High availability & data durability

  • HA replicas in place. Keep the default 4 controllers / 4 control-planes (global.elchiBackend.controllerDefaultReplicas / controlPlaneDefaultReplicas). Understand how leader election + standby hydration make them resilient — Registry & HA.
  • External, persistent datastores. The bundled single-replica MongoDB/ClickHouse/VictoriaMetrics PVCs are get-started defaults. For production, use external replicated stores (the office example sets installMongo: false with an external replica set). Confirm every datastore has persistence and a storage class — Storage, Production Deployment.
  • Capacity sized from measured traffic. Don't ship the default PVCs blind — size ClickHouse especially from a measured day of traffic. Sizing & Capacity.
  • Backups scheduled. MongoDB (the system of record) has a running, tested backup/restore job — Backup & Restore.

Observability

  • Monitoring wired. Shield and collector metrics are reaching Prometheus/VictoriaMetrics (scrape and/or OTLP push) — Metrics & Logs.
  • Alerts configured. At minimum the Tier-1/Tier-2 rules from Recommended Alerts: config-reload failures, audit drops/export errors, fail-close spikes, goroutine leaks.
  • Audit sink configured. Shield audit goes to ClickHouse (--audit-clickhouse-dsn) or OTLP (--audit-otel-endpoint); with neither set, audit is off (there is no local-file sink). Verify elchi_shield_audit_enabled == 1 on edges where you expect audit.

Shield edge correctness

  • Source-IP trust configured. This is easy to get wrong and silently breaks every source-IP control. On the Envoy in front of shield, set use_remote_address and the correct number of trusted hops, and set shield's --xff-trusted-hops to match your proxy depth. The default is 0 (the immediate hop Envoy appends — the secure default); never let a source-IP control read the spoofable leftmost X-Forwarded-For token. The collector needs the same Envoy setting for its source_ip_hash — see the source-IP note in Collector Reference.
  • Shield is loopback-only. ext_proc over a Unix socket (default) or loopback TCP; a non-loopback bind is refused unless --allow-non-loopback. Confirm no edge overrode that.
  • Memory bounds set. --mem-limit-bytes (GOMEMLIMIT) sits well above --max-inflight-body-bytes (default 256MiB), and the container/host memory limit is above that. Sizing & Capacity.
  • /readyz gates rollout. A shield with no valid policy is deliberately not ready — make sure your rollout waits on /readyz so an edge never serves traffic with an empty config.

Disaster recovery runbook

Elchi degrades gracefully by design, and only one store is irreplaceable. Knowing which is which is the whole runbook.

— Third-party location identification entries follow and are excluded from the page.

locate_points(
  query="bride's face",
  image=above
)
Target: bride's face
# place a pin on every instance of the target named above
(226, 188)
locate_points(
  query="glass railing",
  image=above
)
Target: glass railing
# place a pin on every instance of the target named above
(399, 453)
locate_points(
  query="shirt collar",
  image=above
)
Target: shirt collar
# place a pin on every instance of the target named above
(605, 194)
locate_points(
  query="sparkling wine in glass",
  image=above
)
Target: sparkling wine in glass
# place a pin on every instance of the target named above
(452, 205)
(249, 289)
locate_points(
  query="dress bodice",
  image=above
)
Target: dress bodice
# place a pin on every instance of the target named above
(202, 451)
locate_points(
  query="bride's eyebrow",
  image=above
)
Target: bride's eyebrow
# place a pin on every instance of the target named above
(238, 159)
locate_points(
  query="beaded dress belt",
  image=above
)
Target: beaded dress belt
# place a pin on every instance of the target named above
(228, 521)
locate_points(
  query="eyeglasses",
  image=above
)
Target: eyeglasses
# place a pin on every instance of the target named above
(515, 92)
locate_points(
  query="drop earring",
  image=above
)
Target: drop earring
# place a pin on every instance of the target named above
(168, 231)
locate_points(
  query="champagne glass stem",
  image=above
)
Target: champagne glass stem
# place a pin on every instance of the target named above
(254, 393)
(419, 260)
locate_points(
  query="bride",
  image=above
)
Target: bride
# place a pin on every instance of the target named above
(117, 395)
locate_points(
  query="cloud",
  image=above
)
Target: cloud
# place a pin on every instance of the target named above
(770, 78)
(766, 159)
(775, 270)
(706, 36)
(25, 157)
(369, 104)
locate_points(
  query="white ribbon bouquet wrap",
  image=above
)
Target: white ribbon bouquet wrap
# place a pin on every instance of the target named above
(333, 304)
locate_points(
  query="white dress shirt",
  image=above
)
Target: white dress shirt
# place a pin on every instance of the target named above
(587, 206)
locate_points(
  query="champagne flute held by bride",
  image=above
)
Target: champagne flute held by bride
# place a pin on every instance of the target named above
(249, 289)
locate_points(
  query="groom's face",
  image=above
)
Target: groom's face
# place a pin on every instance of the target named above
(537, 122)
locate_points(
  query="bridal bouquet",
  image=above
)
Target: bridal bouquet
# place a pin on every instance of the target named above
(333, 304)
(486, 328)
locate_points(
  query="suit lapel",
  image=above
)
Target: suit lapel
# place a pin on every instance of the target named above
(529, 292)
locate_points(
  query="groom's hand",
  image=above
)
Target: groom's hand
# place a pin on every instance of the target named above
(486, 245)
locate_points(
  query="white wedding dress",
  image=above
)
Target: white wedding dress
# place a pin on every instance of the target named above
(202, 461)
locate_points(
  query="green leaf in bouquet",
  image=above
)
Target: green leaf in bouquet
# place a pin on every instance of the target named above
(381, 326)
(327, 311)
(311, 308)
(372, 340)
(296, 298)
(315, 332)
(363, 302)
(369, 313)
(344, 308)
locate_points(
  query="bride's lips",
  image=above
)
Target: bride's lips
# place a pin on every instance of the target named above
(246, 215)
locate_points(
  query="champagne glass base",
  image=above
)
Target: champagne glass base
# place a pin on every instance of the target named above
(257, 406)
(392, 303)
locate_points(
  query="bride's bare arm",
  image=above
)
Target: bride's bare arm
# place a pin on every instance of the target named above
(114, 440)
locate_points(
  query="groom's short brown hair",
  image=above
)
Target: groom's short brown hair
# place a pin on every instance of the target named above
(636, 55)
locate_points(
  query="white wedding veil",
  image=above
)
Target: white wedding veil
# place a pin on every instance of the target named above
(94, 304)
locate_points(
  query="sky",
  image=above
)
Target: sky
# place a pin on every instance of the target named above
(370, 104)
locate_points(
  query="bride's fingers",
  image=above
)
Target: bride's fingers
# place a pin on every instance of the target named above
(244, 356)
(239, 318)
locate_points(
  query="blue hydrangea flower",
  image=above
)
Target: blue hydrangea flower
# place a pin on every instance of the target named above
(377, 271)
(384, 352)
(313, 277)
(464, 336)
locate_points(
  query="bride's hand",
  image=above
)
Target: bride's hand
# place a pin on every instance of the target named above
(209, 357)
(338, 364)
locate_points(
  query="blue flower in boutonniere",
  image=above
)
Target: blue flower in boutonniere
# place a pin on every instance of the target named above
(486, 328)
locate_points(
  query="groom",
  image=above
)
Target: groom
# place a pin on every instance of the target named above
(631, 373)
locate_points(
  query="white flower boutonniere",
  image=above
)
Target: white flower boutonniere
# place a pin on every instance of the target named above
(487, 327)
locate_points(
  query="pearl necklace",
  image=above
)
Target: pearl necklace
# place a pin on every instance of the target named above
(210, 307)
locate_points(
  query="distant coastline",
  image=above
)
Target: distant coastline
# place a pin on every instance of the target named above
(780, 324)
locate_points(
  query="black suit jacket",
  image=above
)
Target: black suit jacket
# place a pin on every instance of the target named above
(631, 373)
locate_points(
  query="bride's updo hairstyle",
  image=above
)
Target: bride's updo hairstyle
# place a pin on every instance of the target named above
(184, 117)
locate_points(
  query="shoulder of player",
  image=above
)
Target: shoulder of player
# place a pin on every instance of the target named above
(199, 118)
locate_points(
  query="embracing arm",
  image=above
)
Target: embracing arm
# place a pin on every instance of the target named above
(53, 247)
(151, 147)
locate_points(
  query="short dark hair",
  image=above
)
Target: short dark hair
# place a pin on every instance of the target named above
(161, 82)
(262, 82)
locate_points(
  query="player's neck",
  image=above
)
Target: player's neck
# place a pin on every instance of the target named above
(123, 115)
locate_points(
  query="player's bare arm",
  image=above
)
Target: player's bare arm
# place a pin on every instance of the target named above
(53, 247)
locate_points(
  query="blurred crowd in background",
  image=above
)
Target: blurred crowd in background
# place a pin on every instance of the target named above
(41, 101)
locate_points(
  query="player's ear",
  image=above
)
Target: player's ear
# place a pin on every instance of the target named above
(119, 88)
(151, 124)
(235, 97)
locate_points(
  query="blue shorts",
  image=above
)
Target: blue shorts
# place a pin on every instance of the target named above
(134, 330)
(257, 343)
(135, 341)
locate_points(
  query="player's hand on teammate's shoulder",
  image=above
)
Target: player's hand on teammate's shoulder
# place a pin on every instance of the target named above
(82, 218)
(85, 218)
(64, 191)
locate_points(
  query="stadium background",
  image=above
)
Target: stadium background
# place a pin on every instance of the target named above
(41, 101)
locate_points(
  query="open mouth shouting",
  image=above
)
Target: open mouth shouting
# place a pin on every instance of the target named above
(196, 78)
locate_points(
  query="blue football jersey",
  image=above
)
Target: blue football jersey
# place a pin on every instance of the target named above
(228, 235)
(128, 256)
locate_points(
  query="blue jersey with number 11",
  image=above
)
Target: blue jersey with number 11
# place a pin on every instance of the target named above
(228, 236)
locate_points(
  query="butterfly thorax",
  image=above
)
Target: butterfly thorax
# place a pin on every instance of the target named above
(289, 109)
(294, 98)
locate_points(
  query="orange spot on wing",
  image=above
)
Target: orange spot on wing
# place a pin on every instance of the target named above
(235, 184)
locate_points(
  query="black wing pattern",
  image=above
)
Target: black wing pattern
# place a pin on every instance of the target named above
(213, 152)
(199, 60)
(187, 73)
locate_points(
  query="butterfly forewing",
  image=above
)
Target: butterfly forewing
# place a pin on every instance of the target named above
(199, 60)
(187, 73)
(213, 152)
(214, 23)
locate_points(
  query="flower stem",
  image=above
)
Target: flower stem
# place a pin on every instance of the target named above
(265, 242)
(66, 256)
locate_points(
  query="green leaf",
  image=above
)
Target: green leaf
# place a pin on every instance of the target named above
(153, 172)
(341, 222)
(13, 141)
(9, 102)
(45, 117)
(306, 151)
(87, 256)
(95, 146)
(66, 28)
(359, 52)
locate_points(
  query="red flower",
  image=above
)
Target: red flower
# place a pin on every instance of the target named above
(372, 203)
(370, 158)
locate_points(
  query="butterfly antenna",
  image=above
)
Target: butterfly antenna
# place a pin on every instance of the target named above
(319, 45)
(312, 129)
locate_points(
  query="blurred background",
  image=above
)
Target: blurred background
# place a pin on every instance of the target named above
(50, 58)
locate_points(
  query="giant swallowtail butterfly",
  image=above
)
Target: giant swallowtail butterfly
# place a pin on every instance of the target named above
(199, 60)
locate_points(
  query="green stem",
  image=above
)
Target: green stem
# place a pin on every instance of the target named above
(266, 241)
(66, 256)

What to back up (and what not to)

DataStoreBackup posture
Configuration (system of record)MongoDBBack this up. It is the canonical source of truth — everything else is derived or rebuildable. Use Backup & Restore.
API inventory / discoveryMongoDBBacked up with MongoDB; also rebuildable from ongoing traffic if lost.
API events (forensic)ClickHouseTelemetry — TTL'd and rebuildable from ongoing traffic (RETENTION_DAYS, default 7). Back up only if you have a compliance retention requirement beyond the TTL.
Shield audit findingsClickHouseSame — TTL'd (default 7 days), forensic. Rebuildable only going forward, not retroactively.
MetricsVictoriaMetricsTelemetry, retention-bounded (15d default). Not part of DR.
Shield edge policyFiles on each edgeRestart-safe from disk — no central backup needed (see below).

The one-line summary: back up MongoDB; treat ClickHouse and VictoriaMetrics as rebuildable telemetry.

How the platform degrades (why most failures aren't outages)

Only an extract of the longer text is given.